Alongside the note, the Abridge AI pane shows the clinician’s request: “Add these follow-up plans to my Assessment & Plan...” The assistant reports that the request was processed and that edits were suggested. The suggested update adds an outpatient COPD exacerbation follow-up and monitoring plan, including timing, what to monitor, red flags, and pulse oximetry guidance.
The UI also shows a boundary on what the assistant added. It says it did not add spirometry timing because that point “was not explicitly discussed in the prior plan and could vary by practice/patient stability.” The system is applying earlier guidance to the note, while withholding a possible addition when the basis is not explicit enough in the prior plan.
The visible controls are “Accept” and “Reject.” The model concentrates context into proposed edits, but those edits remain reviewable before they enter the note.

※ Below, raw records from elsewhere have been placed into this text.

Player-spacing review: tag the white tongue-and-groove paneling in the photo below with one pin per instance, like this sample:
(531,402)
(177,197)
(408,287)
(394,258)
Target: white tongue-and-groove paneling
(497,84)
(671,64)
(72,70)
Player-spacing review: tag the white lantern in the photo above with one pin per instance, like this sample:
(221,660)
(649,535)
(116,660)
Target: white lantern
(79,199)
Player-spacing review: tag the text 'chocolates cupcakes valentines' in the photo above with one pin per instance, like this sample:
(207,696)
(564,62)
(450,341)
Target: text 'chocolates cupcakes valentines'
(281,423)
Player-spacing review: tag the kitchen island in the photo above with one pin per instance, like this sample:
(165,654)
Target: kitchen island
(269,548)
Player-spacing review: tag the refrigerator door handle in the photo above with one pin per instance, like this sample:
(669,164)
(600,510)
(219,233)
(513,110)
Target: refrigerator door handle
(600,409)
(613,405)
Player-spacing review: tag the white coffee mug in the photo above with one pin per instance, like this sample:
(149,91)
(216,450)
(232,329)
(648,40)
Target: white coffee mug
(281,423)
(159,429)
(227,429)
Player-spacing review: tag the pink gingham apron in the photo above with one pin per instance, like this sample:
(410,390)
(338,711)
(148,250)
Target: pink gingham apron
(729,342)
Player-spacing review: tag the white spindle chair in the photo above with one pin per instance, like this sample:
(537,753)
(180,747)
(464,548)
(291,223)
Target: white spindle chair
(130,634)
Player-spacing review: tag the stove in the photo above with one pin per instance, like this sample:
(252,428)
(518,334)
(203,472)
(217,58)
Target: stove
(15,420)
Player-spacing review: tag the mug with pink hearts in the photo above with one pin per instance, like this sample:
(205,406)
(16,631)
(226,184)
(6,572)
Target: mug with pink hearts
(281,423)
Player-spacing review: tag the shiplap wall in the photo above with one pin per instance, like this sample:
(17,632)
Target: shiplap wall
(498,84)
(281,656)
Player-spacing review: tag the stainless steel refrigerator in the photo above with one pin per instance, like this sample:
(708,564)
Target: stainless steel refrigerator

More context is the product promise and the engineering burden
Chaitanya Asawa says the most exciting part of GPT-5.5 is its ability to keep up as Abridge adds more tools and context. For clinical decision support, the product becomes more valuable when it can use more information: live conversation, patient context, note content, clinical references, and source-backed treatment guidance. It also becomes harder to keep the output concise, relevant, and bounded.
The thing that excites me the most about this model is that as we keep adding tools and context, we believe the model will actually be able to keep up with that complexity.
Asawa says Abridge saw a “clear, clear jump” in results and that GPT-5.5 can deliver more value to users “at the rigor that we want and that we need for such a product.” His account of GPT-5.5 is about handling the burden created by richer clinical context: more inputs should become denser point-of-care support, not more noise.